YOUR SOLIN GENERATED RECIPE
Creamy Chicken and Spinach White Lasagna
Enjoy a comforting twist on classic lasagna with tender chicken, nutrient-rich spinach, and a creamy white sauce. This dish layers flavors and textures beautifully, merging succulent chicken, vibrant greens, and melty cheeses, all nestled between light whole wheat noodles. It’s a satisfying meal that’s as nourishing as it is delicious.
INGREDIENTS
4 ounces Chicken Breast
1 cup Fresh Spinach
0.33 cup Part-Skim Ricotta Cheese
0.25 cup Low-Moisture Mozzarella Cheese
0.25 cup Unsweetened Almond Milk
1 ounce Whole Wheat Lasagna Noodles
1 clove Garlic
1 teaspoon Olive Oil
1 ounce Onion
PREPARATION
Preheat your oven to 375°F.
Cook the whole wheat lasagna noodle according to package instructions until al dente. Drain and set aside.
Heat olive oil in a skillet over medium heat. Add chopped onion and minced garlic, sautéing until fragrant and translucent.
Add diced chicken breast to the skillet, cooking until lightly browned and nearly cooked through.
Stir in fresh spinach and allow it to wilt, mixing thoroughly with the chicken and onions.
Mix in the unsweetened almond milk and part-skim ricotta, stirring to create a creamy sauce that coats the chicken and spinach evenly.
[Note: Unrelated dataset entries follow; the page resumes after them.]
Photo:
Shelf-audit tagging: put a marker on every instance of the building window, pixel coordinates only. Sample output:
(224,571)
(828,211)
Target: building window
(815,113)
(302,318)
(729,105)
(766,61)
Layer the bottom of a small baking dish with the cooked lasagna noodle. Top with the chicken-spinach mixture, then spoon over the ricotta sauce evenly.
Sprinkle low-moisture mozzarella cheese on top. If desired, add a light drizzle of extra olive oil.
Bake in the preheated oven for 15-20 minutes until the cheese is melted and the dish is heated through.
Allow the lasagna to cool for a few minutes before serving.